---
title: Nile Vector Store (Multi-tenant PostgreSQL)
 | Developer Documentation
---

This notebook shows how to use the Postgres based vector store `NileVectorStore` to store and query vector embeddings for multi-tenant RAG applications.

## What is Nile?

Nile is a Postgres database that enables all database operations per tenant including auto-scaling, branching, and backups, with full customer isolation.

Multi-tenant RAG applications are increasingly popular, since they provide security and privacy while using large language models.

However, managing the underlying Postgres database is not straightforward. DB-per-tenant is expensive and complex to manage, while shared-DB has security and privacy concerns, and also limits the scalability and performance of the RAG application. Nile re-engineered Postgres to deliver the best of all worlds - the isolation of DB-per-tenant, at the cost, efficiency and developer experience of a shared-DB.

Storing millions of vectors in a shared-DB can be slow and require significant resources to index and query. But if you store 1000 tenants in Nile’s virtual tenant databases, each with 1000 vectors, this can be quite managable. Especially since you can place larger tenants on their own compute, while smaller tenants can efficiently share compute resources and auto-scale as needed.
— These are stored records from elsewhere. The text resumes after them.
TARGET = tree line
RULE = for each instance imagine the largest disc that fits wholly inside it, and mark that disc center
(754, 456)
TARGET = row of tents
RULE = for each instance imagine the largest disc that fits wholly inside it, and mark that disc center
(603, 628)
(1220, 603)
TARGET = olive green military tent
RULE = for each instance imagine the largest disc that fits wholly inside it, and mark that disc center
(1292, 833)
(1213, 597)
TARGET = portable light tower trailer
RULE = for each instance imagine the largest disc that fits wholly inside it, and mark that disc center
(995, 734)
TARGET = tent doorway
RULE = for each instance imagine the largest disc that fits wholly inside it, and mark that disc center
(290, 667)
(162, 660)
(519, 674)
## Getting Started with Nile

Start by signing up for [Nile](https://console.thenile.dev/?utm_campaign=partnerlaunch\&utm_source=llamaindex\&utm_medium=docs). Once you’ve signed up for Nile, you’ll be promoted to create your first database. Go ahead and do so. You’ll be redirected to the “Query Editor” page of your new database.

From there, click on “Home” (top icon on the left menu), click on “generate credentials” and copy the resulting connection string. You will need it in a sec.

## Additional Resources

- [Nile’s LlamaIndex documentation](https://www.thenile.dev/docs/partners/llama)
- [Nile’s generative AI and vector embeddings docs](https://www.thenile.dev/docs/ai-embeddings)
- [Nile’s pgvector primer](https://www.thenile.dev/docs/ai-embeddings/pg_vector)
- [Few things you didn’t know about pgvector](https://www.thenile.dev/blog/pgvector_myth_debunking)

## Before you begin

### Install dependencies

Lets install and import dependencies.

If you’re opening this Notebook on colab, you will probably need to install LlamaIndex 🦙.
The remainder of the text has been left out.